Na última sexta, fiz mais duas tatuagens porque me apaixonei à primeira vista: uma cafeteira italiana e uma xicrinha, lindas. Mandei as fotos para a Fefê, uma grande amiga que mora longe, que achou os desenhos “a minha cara”, e explicou: “Agora toda vez que tomo café me lembro de você, e em tantos que a gente tomou, em tantos lugares.. rindo, chorando, falando, em silêncio. Me bate um saudosismo.” E eu também me lembrei dos tantos cafés que tomamos, em tantas fases da vida, em tantos estados emocionais, em tantos dias diferentes. Um filminho.

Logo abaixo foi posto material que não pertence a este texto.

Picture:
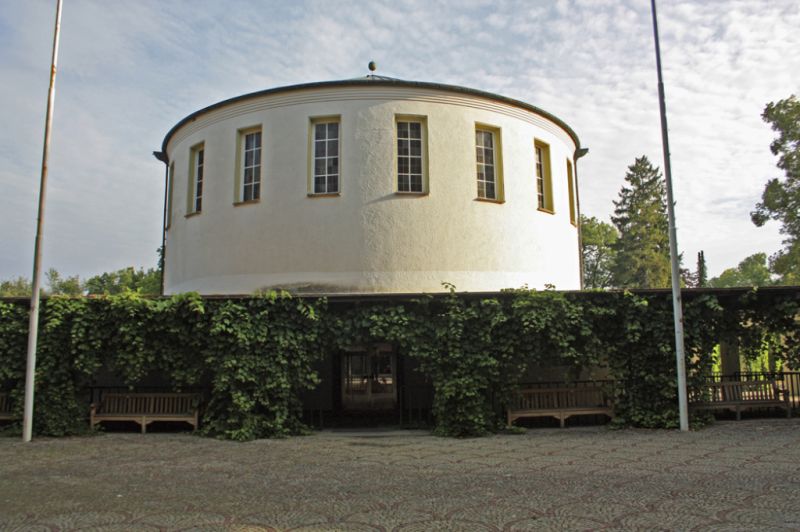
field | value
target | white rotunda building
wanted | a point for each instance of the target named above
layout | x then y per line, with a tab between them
370	185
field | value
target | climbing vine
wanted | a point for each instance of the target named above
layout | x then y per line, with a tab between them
255	356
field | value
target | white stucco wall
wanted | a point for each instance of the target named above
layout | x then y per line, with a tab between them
368	238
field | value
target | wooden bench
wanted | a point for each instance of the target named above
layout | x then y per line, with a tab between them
5	408
145	408
560	403
738	395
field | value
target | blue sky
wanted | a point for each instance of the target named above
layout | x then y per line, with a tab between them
128	71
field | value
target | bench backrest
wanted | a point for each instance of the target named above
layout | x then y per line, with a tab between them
558	398
149	403
727	391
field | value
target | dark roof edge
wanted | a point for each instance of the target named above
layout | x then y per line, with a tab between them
397	296
374	80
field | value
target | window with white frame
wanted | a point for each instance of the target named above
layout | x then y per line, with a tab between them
410	155
571	189
485	156
198	154
170	185
325	162
251	165
544	187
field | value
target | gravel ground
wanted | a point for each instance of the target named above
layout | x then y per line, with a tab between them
732	476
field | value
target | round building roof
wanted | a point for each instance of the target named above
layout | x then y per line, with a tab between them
372	80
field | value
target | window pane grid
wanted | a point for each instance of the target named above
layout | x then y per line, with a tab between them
326	158
198	175
540	177
409	156
485	164
251	174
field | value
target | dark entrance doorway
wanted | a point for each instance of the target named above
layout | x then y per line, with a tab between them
369	379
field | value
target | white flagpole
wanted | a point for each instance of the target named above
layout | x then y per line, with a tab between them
33	324
677	305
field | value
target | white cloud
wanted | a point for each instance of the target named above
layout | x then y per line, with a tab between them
129	71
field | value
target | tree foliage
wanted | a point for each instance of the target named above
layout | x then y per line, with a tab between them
780	200
141	280
19	287
69	286
752	271
640	216
701	275
599	252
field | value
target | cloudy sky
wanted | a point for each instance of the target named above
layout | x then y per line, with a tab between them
128	71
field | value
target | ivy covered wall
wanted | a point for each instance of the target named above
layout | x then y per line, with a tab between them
257	355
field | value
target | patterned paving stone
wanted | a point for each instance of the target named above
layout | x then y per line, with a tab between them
731	476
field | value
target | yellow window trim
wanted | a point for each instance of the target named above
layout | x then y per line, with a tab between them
500	196
422	119
191	177
170	186
313	121
547	177
571	190
238	191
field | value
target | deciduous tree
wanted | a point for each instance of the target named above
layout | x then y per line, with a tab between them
781	198
752	271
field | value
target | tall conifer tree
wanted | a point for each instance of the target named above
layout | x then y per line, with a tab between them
640	216
702	272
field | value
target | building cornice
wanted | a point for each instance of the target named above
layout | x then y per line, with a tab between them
372	81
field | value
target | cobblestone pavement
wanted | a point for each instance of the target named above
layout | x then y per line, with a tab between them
732	476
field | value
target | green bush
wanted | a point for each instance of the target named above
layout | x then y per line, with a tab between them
256	355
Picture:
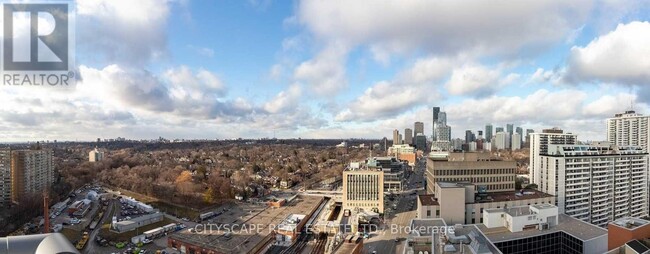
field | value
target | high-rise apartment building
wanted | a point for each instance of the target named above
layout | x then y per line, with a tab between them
436	113
32	171
408	136
396	139
5	177
363	190
539	143
629	129
596	184
515	141
418	127
488	132
520	131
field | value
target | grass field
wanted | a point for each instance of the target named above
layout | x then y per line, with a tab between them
126	236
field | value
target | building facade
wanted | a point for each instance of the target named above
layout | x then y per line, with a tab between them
32	171
5	177
596	184
477	168
629	129
539	143
363	190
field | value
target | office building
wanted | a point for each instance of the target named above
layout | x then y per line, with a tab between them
515	142
596	184
629	129
420	142
540	229
539	143
396	138
488	132
509	129
528	132
408	136
363	190
95	155
32	171
436	113
418	128
501	140
478	168
519	131
459	202
5	177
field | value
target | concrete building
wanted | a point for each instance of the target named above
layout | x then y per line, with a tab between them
461	203
95	155
540	229
596	184
516	142
478	168
396	139
408	136
626	233
5	177
629	129
420	142
539	143
418	127
501	140
488	132
32	171
393	171
363	190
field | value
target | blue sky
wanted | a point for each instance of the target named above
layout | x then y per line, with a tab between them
339	69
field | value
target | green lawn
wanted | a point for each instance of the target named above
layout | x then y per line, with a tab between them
126	236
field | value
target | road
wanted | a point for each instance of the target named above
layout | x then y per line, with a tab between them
383	241
91	246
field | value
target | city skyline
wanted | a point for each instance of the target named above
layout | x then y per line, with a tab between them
198	71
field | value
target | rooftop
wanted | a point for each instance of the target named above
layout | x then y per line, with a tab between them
428	200
246	216
574	227
630	223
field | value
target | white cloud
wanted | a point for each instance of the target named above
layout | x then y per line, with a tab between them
124	32
447	27
325	74
620	56
285	100
473	80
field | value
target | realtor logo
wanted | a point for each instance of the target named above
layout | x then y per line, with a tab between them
37	46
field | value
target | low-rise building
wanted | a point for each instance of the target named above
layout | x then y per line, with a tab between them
540	229
459	203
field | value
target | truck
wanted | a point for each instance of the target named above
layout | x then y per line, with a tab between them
82	242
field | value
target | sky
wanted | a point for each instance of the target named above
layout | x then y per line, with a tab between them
339	69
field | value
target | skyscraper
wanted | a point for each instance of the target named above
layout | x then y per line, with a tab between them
510	128
5	177
629	129
32	171
408	136
396	139
436	112
488	132
418	128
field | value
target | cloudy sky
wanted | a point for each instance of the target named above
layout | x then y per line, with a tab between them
339	69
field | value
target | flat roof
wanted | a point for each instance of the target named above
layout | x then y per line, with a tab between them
428	200
248	215
574	227
426	227
515	195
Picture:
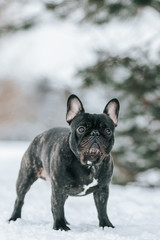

Então, apesar de tanta porrada, tanto direito negado, tanta violência, tanto assédio e tanta luta ainda pela frente neste tornar-se mulher diário… eu desejo, de coração, que todas do mundo tenham alguma mulher que a faça sorrir, respirar fundo e ir em frente, cada vez mais fortes. Como eu, a Fefê e nosso café. A vida é tão boa que sou cercada por um exército inabalável delas – com ou sem café -, que me tornam melhor, mais segura, mais bonita e mais corajosa. Mais mulher.

Vamos juntas, meninas. E alguém por favor avise aos bodes que as cabras estão soltas e indomáveis.